The letter was found amongst Tony’s late uncle’s possessions, and he has no idea how his uncle obtained it as he lived in Shropshire all his life.

Tony would love to return the letter to a current member of the family, if they are still residing in the area.

If you think you know Pam or Alfie’s descendants and can help this letter get back to the Hesketh family then please email Tony –  [email protected]

Thank you!

Here’s the letter in full:

                                                                                                                           23 Percival Street



Alfie Hesketh

Number 4 Barracks

Biggin Hill

Kent                                                                                                                 10th October 1940

Dear Alfie,

Yesterday was the worst yet and we spent all night down in the shelter. Twice the whole shelter shook as though the whole thing was going to collapse, and the noise was terrific. We’re so lucky to have an air raid warden like Mr. Briggs, every time something really frightening happens, he always comes down and sees we’re all right – and he’s wonderful at calming down the children, who are absolutely terrified (though not our Jonny, I’m proud to say) who thinks it one endless Guy Fawkes night.
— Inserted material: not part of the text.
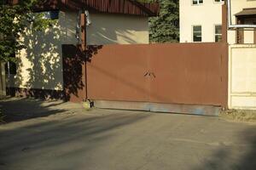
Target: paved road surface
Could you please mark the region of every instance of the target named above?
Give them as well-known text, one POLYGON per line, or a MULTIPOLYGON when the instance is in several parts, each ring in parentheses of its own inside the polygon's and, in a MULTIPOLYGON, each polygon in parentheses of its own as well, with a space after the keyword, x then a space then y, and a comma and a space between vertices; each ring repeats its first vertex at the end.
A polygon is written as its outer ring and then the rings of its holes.
POLYGON ((1 170, 255 170, 256 126, 7 99, 1 170))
I heard from your sister Alice the other day; she’s joined the Women’s Land Army!! Can you believe Alice hoeing rows of cabbages or whatever they do? Imagine what it will do to those long scarlet nails of hers! (but I’m being naughty now, you know how fond of Alice I am). A lot of the girls are doing it: not least because it gets you out of this constant noise, the bombs going off and the clanging of the fire engines and the fires simply everywhere.

It said in the paper that there’s been a lot of damage to some of the airfields in Kent. I hope yours isn’t one of them. But please, please write and tell me you’re all right.

Mum asks me to send her love with mine.